Task-Aware Unified Source Separation

Kohei Saijo,Janek Ebbers,François G. Germain,Gordon Wichern,Jonathan Le Roux
2024-10-31
Abstract:Several attempts have been made to handle multiple source separation tasks such as speech enhancement, speech separation, sound event separation, music source separation (MSS), or cinematic audio source separation (CASS) with a single model. These models are trained on large-scale data including speech, instruments, or sound events and can often successfully separate a wide range of sources. However, it is still challenging for such models to cover all separation tasks because some of them are contradictory (e.g., musical instruments are separated in MSS while they have to be grouped in CASS). To overcome this issue and support all the major separation tasks, we propose a task-aware unified source separation (TUSS) model. The model uses a variable number of learnable prompts to specify which source to separate, and changes its behavior depending on the given prompts, enabling it to handle all the major separation tasks including contradictory ones. Experimental results demonstrate that the proposed TUSS model successfully handles the five major separation tasks mentioned earlier. We also provide some audio examples, including both synthetic mixtures and real recordings, to demonstrate how flexibly the TUSS model changes its behavior at inference depending on the prompts.

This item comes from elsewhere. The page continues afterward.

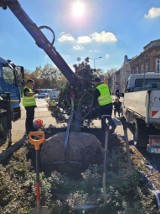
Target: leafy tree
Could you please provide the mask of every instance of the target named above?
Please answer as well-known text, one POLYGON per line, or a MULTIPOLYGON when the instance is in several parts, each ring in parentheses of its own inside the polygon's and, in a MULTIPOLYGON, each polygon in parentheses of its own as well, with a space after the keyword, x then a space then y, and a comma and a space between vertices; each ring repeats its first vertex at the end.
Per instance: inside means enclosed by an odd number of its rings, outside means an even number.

Audio and Speech Processing,Sound
What problem does this paper attempt to address?
The problem that this paper attempts to solve is how to construct a unified model capable of handling all major audio source separation tasks. Specifically, although existing multi - task audio source separation models can perform well on multiple tasks, they encounter difficulties when dealing with tasks with contradictory goals. For example, in music source separation (MSS), instruments need to be separated, while in cinematic audio source separation (CASS), instruments need to be grouped together. Therefore, designing a model that can handle these contradictory tasks and flexibly respond to different separation requirements is a challenge. To solve this problem, the authors propose a **Task - Aware Unified Source Separation (TUSS) model**. This model uses learnable prompts to specify the sources to be separated and adjusts its behavior according to different prompts. The key features of the TUSS model include: 1. **Variable number of prompts**: The model can accept any number of prompts, enabling it to handle different numbers of output sources. 2. **Conditional separation module**: Through the conditional separation module (Conditional TSE module), the model can extract specific sources according to the prompts. 3. **Cross - prompt module**: Through the cross - prompt module (cross - prompt module), the model can jointly model the encoded features and prompts, so that each prompt can be conditioned on the mixed audio and other prompts. The experimental results show that the TUSS model can successfully handle five major source separation tasks (speech enhancement, speech separation, general sound separation, music source separation, and cinematic audio source separation), and can flexibly control the output according to the user's needs during inference. In addition, the paper also demonstrates the flexibility of the TUSS model when dealing with prompt combinations not seen during the training process, further proving its potential in practical applications.